SExp     Fraction(Significand)
01111111110000000000000000000000 Windows quiet     NaN
01111111110000000000000000000001 Windows signaling NaN

It seems that the document and result are not mached.

Answer 6 · 2023-08-28T08:41:12.000Z

I wrote a PR to fix this issue on C++.
Then some of CI doesn't pass. They are 32bit built using -m32 option.
So I've checked the behavior using godbolt.

32bit

https://godbolt.org/z/8ETYd3Gz4

                         :SExp     Fraction(Significand)
bitimage fqn             :01111111110000000000000000000000
bitimage fsn             :01111111111000000000000000000000
                         :SExp        Fraction(Significand)
bitimage dqn             :0111111111111000000000000000000000000000000000000000000000000000
bitimage dsn             :0111111111111100000000000000000000000000000000000000000000000000

64bit

https://godbolt.org/z/aa8Wxoaao

                         :SExp     Fraction(Significand)
bitimage fqn             :01111111110000000000000000000000
bitimage fsn             :01111111101000000000000000000000
                         :SExp        Fraction(Significand)
bitimage dqn             :0111111111111000000000000000000000000000000000000000000000000000
bitimage dsn             :0111111111110100000000000000000000000000000000000000000000000000

64 bit is expected behavior. The left most bit of Fraction(Significand) indicates quiet(1) or signaling(0).
But 32 bit is both 1. But the 2nd left most bit seems to indicate quiet(0) or signaling(1).
It is very inconsintent for me.
Am I missing something?
My printing way or reinterrupt_cast would be undefined behavior ??

Answer 7 · 2023-08-28T09:04:34.000Z

https://en.wikipedia.org/wiki/IEEE_754#2019

Binary

...
For NaNs, quiet NaNs and signaling NaNs are distinguished by using the most significant bit of the trailing significand field exclusively,[d] and the payload is carried in the remaining bits.

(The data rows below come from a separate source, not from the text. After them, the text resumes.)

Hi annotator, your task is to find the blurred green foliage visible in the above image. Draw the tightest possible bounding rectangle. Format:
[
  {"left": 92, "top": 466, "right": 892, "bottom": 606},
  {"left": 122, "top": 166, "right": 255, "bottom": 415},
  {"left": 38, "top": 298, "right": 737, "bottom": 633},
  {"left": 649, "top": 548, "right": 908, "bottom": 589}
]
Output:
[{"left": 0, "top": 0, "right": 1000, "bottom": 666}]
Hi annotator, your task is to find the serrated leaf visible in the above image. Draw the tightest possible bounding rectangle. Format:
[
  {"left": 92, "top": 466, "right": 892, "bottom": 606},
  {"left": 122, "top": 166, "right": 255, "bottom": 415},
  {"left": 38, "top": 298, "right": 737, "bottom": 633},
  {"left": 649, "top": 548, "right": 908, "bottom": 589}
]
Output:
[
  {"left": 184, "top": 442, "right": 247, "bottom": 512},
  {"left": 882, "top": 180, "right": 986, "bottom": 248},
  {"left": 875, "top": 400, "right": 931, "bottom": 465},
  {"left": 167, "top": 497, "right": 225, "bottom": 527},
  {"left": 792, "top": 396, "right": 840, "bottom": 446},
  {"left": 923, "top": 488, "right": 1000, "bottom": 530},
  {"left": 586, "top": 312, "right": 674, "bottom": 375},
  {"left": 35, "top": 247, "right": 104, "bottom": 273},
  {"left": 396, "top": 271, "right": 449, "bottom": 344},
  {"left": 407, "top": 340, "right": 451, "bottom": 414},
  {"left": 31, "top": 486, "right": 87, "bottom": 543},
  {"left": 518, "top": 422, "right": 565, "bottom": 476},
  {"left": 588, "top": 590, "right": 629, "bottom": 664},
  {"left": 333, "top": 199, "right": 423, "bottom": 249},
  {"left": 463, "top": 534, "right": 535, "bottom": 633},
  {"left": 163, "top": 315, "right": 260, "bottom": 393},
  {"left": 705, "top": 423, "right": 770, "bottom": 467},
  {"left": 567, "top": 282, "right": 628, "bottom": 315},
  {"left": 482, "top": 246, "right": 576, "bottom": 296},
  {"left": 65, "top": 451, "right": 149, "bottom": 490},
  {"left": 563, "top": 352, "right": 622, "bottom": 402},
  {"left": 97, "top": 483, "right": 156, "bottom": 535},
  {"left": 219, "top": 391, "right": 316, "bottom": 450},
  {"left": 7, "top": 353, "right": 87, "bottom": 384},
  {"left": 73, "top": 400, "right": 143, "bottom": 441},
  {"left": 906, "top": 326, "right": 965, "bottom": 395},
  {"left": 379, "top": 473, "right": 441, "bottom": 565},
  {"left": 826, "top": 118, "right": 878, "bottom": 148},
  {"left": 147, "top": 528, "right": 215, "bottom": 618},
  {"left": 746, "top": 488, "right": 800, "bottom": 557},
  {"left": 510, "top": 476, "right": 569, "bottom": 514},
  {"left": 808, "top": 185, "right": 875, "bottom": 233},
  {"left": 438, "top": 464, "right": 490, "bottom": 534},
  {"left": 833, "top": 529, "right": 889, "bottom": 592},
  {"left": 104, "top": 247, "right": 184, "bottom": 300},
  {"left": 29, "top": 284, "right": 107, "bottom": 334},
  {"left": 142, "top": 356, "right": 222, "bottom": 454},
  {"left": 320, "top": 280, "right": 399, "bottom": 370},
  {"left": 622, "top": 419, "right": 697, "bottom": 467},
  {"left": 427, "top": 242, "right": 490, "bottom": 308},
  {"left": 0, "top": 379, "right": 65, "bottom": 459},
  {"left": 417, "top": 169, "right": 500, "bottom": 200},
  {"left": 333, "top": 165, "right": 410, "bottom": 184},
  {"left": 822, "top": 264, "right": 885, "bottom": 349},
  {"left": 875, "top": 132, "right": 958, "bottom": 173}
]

Perhaps the encoding rule for signaling/quiet NaN is very recently decided. If it is, there are various kinds of encoding...
So msgpack-c pack/unpack using its platform one. So introducing f32 is good.

How do I write test for that ...

try rising signal ??

Answer 8 · 2023-08-28T09:34:46.000Z

I checked signal using fetestexcept.

signaling NaN with floating operation results:

Compiler	arch	float	double	godbolt
clang++	64	raised	raised	https://godbolt.org/z/nP697jvTG
clang++	32	not raised	not raised	https://godbolt.org/z/hhs56dnnz
g++	64	raised	raised	https://godbolt.org/z/x18svh5Yr
g++	32	not raised	not raised	https://godbolt.org/z/384YddYqn

arch	type	Fraction(Significand) MSB2bit
64bit	signaling	01
64bit	quiet	10
32bit	signaling	11
32bit	quiet	10

Answer 9 · 2023-08-28T23:41:17.000Z

Thanks for looking into this @redboltz!

I think the Windows issue you encountered may just be an issue with the Windows C++ standard library implementation: https://developercommunity.visualstudio.com/t/stdnumeric-limitssignaling-nan-returns-quiet-nan/155064. Perhaps a floating point operation that generates an sNAN still has the correct bit pattern even if numeric_limits::signaling_NaN() does not?

Is the 32-bit CPU issue you encountered the same as the above Windows issue?

Your solution of clearing the is_quiet bit seems like it should work well. That being said, introducing an f32 field seems like the cleanest solution to me.

Answer 10 · 2023-08-28T23:53:23.000Z

Actually, the Windows issue is a 32-bit CPU issue, not the other way around! More details here.

From what I understood, if a function returns an sNAN, it will always get converted to a qNAN (and raise a floating point exception) because the calling conventions on x86 specify that floating point values are returned in the x87 registers, which are inside the FPU. Hence, numeric_limits::signaling_NaN() always returns a qNAN on x86.